Y en cada uno de esos pasos tenemos la oportunidad de pedirle más
datos. Entonces, con un mayor nivel de confianza en nosotros y a
cambio de un nuevo "privilegio" que le ofrecemos, es probable que
acceda a desvelarnos una parte más de su personalidad y de
su perfil como cliente.
Es decir, debemos
ofrecerle la oportunidad de ir dando pasos hacia nosotros. Es decir,
que se comprometa cada vez un poco más.
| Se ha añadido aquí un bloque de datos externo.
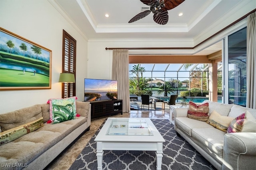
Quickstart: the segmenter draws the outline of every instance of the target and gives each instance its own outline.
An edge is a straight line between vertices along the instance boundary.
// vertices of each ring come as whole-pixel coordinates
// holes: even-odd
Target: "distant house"
[[[182,85],[181,86],[181,87],[188,87],[188,83],[182,83]]]
[[[161,85],[158,86],[157,85],[158,83],[160,82],[161,84]],[[164,81],[162,80],[157,79],[155,78],[155,80],[148,82],[148,84],[149,84],[149,86],[151,87],[160,87],[164,84]]]

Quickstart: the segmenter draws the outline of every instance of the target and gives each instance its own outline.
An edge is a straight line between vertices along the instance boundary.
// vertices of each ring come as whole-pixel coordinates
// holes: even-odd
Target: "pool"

Si queréis
decirlo de otra manera, debemos ganarnos su confianza y, además,
hacer que nos la demuestre.
CONCLUSIÓN
El internauta
habitual que llega a nuestro sitio web no está comprando,
sólo está navegando. Debemos "capturarlo" para conseguir,
en el plazo que va desde ahora hasta que necesite adquirir los productos
o servicios que vendemos, establecer una relación que nos
permita construir la confianza que le hará pensar en nosotros
en el momento de comprar. Por supuesto, eso vale tanto si nuestras
ventas se efectúan on-line como si las hacemos off-line (proyectos
de ingeniería, asesoría fiscal o mecánica de
precisión).
La otra conclusión
es que debemos respetar escrupulosamente su anonimato y sólo
pedirle que nos desvele una parte de su personalidad a cambio de
algún valor real. Si le convencemos, ese valor real que le
damos será el que le hará ganar confianza en nosotros
para dar un paso más. Efectivamente, no es un proceso rápido.
Pero ¿es que alguien había dicho que lo fuera?